Artist's Statement

Natalja Kent

Movement Artifact represents the intersection of Natalja Kent’s most intimate mediums: photography, research and embodiment practices. Chromogenic prints serve as artifacts of embodied performances held in solitude within the pitch-black darkroom.

In 2013, during a Jin Shin Jyutsu body-work session, Kent was advised that she needed to release an internalized fear embodied by her maternal line from generations of totalitarian and oppressive rule, most directly through her mother, an immigrant to the U.S. from an oppressive communist regime. This lead to a flood of research into various forms of embodiment techniques, including Mindful Based Stress Reduction Meditation, Feldenkrais, breath-work, Zero Balancing, Janzu, Acupuncture, singing, somatic therapy and cranial sacral therapy. Of particular interest is the research of Dr. Amy Cuddy, Dr. John Kabot-Zinn and Dr. Mario Martinez, whose work with biochemistry, body movement, meditation and neuro-immunology are opening new terrain into embodiment practices.

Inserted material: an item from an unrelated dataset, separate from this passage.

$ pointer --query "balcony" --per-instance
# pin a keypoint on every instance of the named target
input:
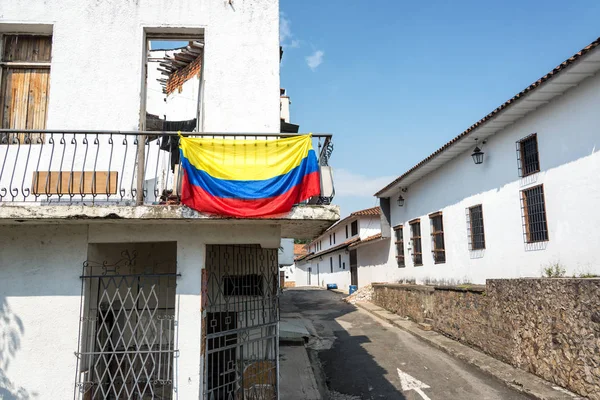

Interwoven with this research, Kent experiments in the color darkroom, a practice she has held for twenty-one years, with a continuing thread of questioning the process, objectivity and inherent flaws of the medium. The working method in Movement Artifact includes meditation, movement, singing, flashlights and colored gels working together in the analog color darkroom.

By bringing these aspects of research and method into her practice, Kent draws forth a body of work that questions the role of the artist’s presence, embodiment and the materiality of chromogenic paper. Large scale prints serve as traces of movement, singing, light and meditation in a private, blackened space. The final prints bring forth a sense of an open channel into an unseen realm in which the artist is active. On the surface, one can interpret the prints solely on the aesthetic plane, while further investigation reveals something uncanny at work. This space of slippage, opening and the unknown lies fixed into the silver halide surface.

Sizes of prints are 20x24 and 50x 90 inches. Above images include details.